There are, it seems to me, two big trends going on in religious faith right now. The first is an obvious upswing in fundamentalism, Islamic and Christian, a fundamentalism that challenges the separation of church and state, and that opposes internal debate about theology in favor of the rigid imposition of orthodoxy. But the other trend is that many faithful believers are working out their own views within their own religious traditions. Those who mock this development call it “cafeteria religion;” I’d prefer to think of it as religion informed by reason and individual experience. In America especially, new religions are popping up all over the place that partake of this cafeteria paradigm. A lively piece in the recent Reason magazine provides an overview of some of the wackier as well as more mainstream versions of this:

There is a wide gulf, of course, between someone who merely fine-tunes her Catholicism and someone who replaces the Virgin Mary with the goddess of chaos; between a Jew who mixes milk with meat and a Jew who practices witchcraft. If I am describing a trend, it is one that covers a wide spectrum of behavior, from the ordinary to the outré. As a journalist, I have naturally focused on the latter – but it’s the former, obviously, that is reshaping society.

Well worth a read.

FEMINISM AND LACROSSE: Some fascinating discussion going on at the Ms Magazine bulletin board. It’s a classic feminist controversy: are we for gender equality or for protecting girls from big bad boys? Oddly enough, some of these anti-male feminists might have some allies on the far right. They wouldn’t want a boy playing on a girls’ lacrosse team either.

CIRCUMCISION DATA: It behooves me to link to a new study arguing that there is no difference in sensitivity between circumcized and uncircumcized men. The Reuters piece doesn’t tell us exactly how such things were measured and the squeamish probably don’t want to know. My own anti-circumcision view, however, is not based on the idea that mutilated men have less pleasure.

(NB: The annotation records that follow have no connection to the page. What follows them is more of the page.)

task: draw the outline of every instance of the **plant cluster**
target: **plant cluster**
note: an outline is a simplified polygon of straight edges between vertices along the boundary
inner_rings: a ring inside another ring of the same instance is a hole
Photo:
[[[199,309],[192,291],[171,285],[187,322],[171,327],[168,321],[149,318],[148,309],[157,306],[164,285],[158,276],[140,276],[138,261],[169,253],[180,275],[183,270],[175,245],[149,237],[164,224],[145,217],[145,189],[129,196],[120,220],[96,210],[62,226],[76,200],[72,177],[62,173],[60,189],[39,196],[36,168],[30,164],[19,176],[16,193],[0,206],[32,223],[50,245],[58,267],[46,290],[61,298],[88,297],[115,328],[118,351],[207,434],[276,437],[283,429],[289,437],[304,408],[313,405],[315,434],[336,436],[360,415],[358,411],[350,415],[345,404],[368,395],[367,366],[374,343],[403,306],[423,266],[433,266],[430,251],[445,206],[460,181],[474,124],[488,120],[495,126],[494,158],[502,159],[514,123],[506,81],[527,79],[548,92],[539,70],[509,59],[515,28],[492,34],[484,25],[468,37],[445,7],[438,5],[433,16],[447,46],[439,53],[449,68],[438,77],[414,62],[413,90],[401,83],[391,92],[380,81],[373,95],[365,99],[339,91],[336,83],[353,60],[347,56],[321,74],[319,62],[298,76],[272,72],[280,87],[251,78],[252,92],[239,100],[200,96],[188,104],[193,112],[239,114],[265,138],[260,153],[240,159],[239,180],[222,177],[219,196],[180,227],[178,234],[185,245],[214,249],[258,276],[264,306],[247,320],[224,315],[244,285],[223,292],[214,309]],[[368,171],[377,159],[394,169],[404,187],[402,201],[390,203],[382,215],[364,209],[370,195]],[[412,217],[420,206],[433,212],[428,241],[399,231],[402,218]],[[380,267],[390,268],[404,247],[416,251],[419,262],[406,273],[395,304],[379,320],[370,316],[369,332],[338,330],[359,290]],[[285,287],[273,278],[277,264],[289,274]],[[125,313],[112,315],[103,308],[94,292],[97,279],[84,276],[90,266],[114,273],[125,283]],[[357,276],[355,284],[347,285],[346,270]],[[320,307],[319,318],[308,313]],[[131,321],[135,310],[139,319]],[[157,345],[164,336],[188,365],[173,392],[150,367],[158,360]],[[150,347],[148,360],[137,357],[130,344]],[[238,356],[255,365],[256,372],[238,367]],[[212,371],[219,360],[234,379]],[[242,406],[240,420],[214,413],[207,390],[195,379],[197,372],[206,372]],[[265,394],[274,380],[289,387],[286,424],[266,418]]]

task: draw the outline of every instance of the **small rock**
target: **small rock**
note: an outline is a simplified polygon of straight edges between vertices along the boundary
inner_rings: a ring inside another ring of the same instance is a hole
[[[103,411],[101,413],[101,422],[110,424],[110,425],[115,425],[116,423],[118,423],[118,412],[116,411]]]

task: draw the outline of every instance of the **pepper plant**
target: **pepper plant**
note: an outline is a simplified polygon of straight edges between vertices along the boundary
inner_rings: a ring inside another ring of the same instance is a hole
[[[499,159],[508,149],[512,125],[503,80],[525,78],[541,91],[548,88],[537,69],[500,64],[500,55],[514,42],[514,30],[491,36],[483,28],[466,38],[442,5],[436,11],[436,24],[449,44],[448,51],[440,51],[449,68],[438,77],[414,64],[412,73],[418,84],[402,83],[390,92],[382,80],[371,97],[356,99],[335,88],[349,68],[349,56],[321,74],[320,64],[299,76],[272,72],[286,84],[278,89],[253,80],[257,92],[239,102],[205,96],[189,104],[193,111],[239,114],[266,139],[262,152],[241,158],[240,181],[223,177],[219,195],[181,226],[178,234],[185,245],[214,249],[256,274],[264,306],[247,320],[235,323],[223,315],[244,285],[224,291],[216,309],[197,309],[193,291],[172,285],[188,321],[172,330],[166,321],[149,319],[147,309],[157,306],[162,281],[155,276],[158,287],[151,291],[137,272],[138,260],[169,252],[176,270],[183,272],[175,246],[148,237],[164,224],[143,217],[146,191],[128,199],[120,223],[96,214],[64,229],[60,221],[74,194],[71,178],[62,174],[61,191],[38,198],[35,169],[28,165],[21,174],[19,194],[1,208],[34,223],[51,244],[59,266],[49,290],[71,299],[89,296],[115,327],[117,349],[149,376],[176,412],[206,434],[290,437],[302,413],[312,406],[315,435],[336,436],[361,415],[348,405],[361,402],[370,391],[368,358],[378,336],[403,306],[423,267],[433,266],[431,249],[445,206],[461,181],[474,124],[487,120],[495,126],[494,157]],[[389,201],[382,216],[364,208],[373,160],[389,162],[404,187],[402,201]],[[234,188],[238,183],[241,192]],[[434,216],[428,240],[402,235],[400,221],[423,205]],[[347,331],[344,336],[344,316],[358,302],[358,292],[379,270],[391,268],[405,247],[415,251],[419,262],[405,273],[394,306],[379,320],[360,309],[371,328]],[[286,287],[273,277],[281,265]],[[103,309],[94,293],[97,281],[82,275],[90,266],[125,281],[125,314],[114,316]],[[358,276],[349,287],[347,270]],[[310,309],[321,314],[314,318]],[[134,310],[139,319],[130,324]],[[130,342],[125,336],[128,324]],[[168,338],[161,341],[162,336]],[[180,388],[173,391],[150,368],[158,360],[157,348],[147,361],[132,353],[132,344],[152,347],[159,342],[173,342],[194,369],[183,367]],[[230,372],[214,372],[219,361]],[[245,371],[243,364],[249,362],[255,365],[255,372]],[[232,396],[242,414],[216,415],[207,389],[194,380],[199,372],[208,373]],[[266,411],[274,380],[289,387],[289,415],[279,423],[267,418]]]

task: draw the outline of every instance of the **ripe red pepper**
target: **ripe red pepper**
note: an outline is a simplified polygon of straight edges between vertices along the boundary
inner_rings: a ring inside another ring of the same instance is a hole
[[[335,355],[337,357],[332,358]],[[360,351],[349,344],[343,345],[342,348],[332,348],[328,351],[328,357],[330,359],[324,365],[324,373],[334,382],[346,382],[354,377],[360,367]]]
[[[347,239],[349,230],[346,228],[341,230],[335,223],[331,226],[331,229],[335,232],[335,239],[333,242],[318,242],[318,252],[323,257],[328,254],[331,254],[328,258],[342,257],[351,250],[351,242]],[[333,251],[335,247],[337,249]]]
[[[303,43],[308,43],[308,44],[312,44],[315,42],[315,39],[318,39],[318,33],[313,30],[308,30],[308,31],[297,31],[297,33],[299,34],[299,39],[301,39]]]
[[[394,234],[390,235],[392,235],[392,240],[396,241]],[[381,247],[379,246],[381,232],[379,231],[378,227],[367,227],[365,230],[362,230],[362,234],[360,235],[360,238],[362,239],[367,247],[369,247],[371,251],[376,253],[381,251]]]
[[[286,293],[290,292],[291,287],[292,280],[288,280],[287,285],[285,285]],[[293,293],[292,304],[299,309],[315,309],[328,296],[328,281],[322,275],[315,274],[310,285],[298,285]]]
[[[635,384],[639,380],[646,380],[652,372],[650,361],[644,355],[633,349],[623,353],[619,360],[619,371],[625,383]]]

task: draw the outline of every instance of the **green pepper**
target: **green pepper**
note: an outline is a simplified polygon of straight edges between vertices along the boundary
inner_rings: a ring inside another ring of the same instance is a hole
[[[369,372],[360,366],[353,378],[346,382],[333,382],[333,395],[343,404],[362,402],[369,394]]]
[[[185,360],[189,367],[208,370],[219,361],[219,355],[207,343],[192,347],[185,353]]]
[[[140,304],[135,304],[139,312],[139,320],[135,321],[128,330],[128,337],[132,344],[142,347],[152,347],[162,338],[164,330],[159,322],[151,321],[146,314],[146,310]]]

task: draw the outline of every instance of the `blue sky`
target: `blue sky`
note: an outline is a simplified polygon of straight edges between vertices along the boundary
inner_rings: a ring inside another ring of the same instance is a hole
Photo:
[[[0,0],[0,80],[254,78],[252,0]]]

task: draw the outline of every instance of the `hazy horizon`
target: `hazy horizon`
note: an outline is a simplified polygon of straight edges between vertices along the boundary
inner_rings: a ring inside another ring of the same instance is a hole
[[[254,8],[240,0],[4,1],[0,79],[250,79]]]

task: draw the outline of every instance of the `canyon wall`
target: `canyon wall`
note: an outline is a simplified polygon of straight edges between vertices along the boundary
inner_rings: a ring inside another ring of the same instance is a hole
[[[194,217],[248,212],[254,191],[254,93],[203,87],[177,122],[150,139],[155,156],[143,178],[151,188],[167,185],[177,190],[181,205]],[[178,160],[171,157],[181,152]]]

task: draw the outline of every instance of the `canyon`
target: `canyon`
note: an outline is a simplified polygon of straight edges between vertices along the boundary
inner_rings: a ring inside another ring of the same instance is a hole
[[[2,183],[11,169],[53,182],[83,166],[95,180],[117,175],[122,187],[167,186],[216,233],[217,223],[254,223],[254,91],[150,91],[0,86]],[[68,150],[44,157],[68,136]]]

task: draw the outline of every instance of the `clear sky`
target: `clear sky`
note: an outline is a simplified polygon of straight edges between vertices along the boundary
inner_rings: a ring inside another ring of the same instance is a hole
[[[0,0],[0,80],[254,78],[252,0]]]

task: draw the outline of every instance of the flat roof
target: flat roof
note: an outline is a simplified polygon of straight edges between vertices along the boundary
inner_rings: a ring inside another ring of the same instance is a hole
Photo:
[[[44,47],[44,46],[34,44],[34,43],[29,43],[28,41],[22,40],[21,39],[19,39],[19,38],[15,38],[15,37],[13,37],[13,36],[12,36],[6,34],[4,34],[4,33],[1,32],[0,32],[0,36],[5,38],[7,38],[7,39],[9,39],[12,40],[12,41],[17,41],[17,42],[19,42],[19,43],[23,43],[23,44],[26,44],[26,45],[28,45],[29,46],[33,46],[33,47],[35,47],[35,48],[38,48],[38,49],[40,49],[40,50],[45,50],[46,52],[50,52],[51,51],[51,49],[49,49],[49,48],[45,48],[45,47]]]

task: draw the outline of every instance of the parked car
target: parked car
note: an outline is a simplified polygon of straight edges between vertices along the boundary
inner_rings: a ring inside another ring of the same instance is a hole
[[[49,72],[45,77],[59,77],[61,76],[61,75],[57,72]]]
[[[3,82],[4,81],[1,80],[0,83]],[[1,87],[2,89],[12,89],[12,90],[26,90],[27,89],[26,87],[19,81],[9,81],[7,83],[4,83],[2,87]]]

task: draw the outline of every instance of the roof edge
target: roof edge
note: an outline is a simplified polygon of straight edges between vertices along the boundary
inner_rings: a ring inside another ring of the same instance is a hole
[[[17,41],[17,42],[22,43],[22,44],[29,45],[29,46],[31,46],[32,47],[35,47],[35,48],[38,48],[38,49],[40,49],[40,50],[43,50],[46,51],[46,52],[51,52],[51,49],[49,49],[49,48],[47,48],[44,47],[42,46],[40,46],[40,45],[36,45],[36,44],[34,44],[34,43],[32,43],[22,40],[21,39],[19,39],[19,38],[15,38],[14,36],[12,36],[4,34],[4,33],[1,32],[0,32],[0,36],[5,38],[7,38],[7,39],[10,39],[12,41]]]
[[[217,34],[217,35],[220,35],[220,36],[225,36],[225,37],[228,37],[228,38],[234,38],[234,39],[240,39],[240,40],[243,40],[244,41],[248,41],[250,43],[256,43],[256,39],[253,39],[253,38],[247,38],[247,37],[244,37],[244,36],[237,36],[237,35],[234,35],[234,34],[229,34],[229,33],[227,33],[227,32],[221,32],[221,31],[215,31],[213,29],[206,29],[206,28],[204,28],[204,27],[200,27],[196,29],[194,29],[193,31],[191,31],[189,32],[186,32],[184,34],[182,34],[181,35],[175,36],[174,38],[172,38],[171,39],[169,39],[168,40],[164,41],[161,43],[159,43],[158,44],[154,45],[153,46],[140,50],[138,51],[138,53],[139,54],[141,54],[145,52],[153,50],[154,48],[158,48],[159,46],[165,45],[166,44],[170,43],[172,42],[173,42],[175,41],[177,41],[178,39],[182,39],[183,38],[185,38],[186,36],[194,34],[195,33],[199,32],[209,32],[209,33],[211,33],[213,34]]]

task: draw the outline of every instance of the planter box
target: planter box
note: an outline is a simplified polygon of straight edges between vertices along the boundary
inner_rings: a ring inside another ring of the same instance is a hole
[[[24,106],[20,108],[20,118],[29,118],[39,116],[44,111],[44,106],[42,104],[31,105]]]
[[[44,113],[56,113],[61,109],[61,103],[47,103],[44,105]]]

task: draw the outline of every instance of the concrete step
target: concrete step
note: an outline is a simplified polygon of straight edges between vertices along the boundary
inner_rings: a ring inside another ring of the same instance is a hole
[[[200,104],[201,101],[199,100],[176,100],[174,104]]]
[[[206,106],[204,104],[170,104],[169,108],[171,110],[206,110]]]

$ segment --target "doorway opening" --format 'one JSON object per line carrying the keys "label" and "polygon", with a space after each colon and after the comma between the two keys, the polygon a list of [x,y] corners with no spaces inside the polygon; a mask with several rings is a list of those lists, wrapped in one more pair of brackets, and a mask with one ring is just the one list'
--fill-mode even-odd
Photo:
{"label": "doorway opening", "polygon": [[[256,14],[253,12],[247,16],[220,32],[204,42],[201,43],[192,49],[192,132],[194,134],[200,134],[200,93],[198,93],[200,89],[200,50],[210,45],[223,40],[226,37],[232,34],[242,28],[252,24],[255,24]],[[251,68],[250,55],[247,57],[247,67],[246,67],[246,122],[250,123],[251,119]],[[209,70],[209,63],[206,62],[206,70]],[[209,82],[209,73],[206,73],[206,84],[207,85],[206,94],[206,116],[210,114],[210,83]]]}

It’s based on the simple notion that individuals’ bodies should not be permanently altered without their consent, unless the medical evidence for such a procedure is overwhelming. It isn’t. So I’ll stick to my guns.

ANOTHER BUSH NOMINEE: This time to the 4th Circuit U.S. Court of Appeals, former Jesse Helms campaign press secretary, Claude A. Allen. According to the Washington Post,

A Senate Judiciary Committee aide said Democrats are scrutinizing Allen’s statements about abortion and gays. During the 1984 campaign, Allen was criticized for his response to Hunt’s description of Helms’s backers as right-wingers. Allen said Hunt had links “with the queers.”

Inclusion just keeps getting better, doesn’t it?

HE’S ALIVE!

Baghdad Bob is apparently negotiating surrender. Will Roger Ailes offer him a talk show before the military nabs him?

BAGHDAD BROADCASTING CORPORATION: Guess what term they use to describe one Osama bin Laden? Sit down:

It is one of the main reasons given by the Saudi-born dissident – blamed by Washington for the 11 September attacks – to justify violence against the United States and its allies.

Sakharov, Walesa, bin Laden. That’s the mind of the BBC.

BUSH AND “INCLUSION”: The Washington Post nails it. The president’s rhetoric simply doesn’t match his own reality. On April 9, for good measure, the president nominated Bill Pryor, Alabama attorney general, to a seat on the U.S. Court of Appeals for the 11th Circuit. Pryor is a strong defender of anti-sodomy laws, wrote an amicus brief defending the Texas law for the Supreme Court, fought for the discriminatory Colorado law that was struck down by the Supreme Court in Romer vs Evans, and has associated homosexual relationships with “prostitution, adultery, necrophilia, bestiality, possession of child pornography, and even incest and pedophilia (if the child should credibly claim to be ‘willing).” Does president Bush believe that Pryor is “an inclusive man?” Or will he and his defenders keep saying they don’t even have to answer that question?